Commodities | May 17 2006
By Greg Peel
There is hardly a metal on the periodic table that has been left untouched in great metals price valuation jump. Platinum has seen a major surge in price of late – major, that is, for platinum, but de rigeur when compared to everything else.
Platinum is unusual in that it is considered a precious metal, very popular for jewellery, while its primary use is in autocatalysts. Sort of a precious industrial metal. It is also very rare, such that its price makes gold look like a pretender. Platinum hit a high on Friday of US$1,340/oz, up 36% for the year.
Palladium is presently the poor cousin, trading at US$406/oz on Friday. However, the two can largely be substituted both preciously and industrially, so when one gets too expensive the other bounces back.
Johnson Matthey is bullish on platinum, despite recent gains. The industry analysts believe the fundamentals look good. Nevertheless, JM’s six month forecasted price range is US$1050-US$1,250/oz and has already been exceeded.

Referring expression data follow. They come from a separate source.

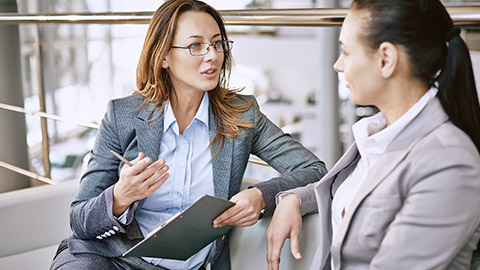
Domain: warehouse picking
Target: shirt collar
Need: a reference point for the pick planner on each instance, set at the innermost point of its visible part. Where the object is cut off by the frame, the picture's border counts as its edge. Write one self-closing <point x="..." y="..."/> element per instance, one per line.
<point x="373" y="138"/>
<point x="170" y="121"/>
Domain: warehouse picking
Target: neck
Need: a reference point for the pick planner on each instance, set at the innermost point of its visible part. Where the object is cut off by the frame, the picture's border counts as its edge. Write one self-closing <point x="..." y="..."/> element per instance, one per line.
<point x="401" y="98"/>
<point x="185" y="107"/>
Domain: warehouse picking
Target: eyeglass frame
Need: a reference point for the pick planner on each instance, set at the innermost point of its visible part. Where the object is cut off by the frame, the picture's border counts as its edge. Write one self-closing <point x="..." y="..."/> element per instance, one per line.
<point x="226" y="41"/>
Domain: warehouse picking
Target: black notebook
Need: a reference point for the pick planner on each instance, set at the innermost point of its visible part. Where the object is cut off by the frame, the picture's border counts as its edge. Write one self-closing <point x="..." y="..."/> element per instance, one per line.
<point x="184" y="233"/>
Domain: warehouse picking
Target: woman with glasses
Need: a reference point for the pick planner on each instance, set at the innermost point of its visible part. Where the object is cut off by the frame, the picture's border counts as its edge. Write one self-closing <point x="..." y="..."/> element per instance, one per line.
<point x="406" y="194"/>
<point x="186" y="135"/>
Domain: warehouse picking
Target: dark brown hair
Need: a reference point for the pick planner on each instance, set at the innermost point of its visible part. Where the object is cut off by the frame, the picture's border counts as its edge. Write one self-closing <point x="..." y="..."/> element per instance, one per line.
<point x="153" y="81"/>
<point x="437" y="53"/>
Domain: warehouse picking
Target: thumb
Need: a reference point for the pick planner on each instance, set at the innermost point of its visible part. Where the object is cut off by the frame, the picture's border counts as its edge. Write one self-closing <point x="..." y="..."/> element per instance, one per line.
<point x="140" y="156"/>
<point x="295" y="245"/>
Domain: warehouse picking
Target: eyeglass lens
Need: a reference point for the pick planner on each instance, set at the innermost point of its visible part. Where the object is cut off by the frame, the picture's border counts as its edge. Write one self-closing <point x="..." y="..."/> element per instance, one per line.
<point x="203" y="48"/>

Most of the world’s platinum comes from South America and Russia, or from the recycling of old autocatalysts that occurs when the price encourages such supply. World supply grew by 3% in 2005, due to South American mine expansion and an 11.6% jump in aforementioned scrap recovery, to be in a modest deficit of 70koz. While autocatalyst demand increased, as well one might expect, jewellery demand turned back to palladium as a result of high prices and offset autocatalyst gains.
JM expects both demand and supply to grow, with the one impediment to South African supply being the situation in Zimbabwe. It does, however, remain cautious on prices being sustainable at these levels.
Barclays Capital believes JM’s price outlook is overly conservative.
Palladium is a bit of a different case in point, with Barclays suggesting that the biggest "wildcard" is the amount of remaining Russian state stocks. JM was not particularly bullish on palladium, but acknowledged the weight of investor interest. Being such a small market, the price could take a dive if fundamentals are not sufficiently supportive.
Once again Barclays is more positive, suggesting demand improvements and lower than expected Russian sales will yet have strong upside implications. This despite palladium being in a surplus of 1.35Moz. Jewellery demand surged 71% in 2005, which is little surprise as palladium is now that much cheaper than both platinum and gold, and is still shiny.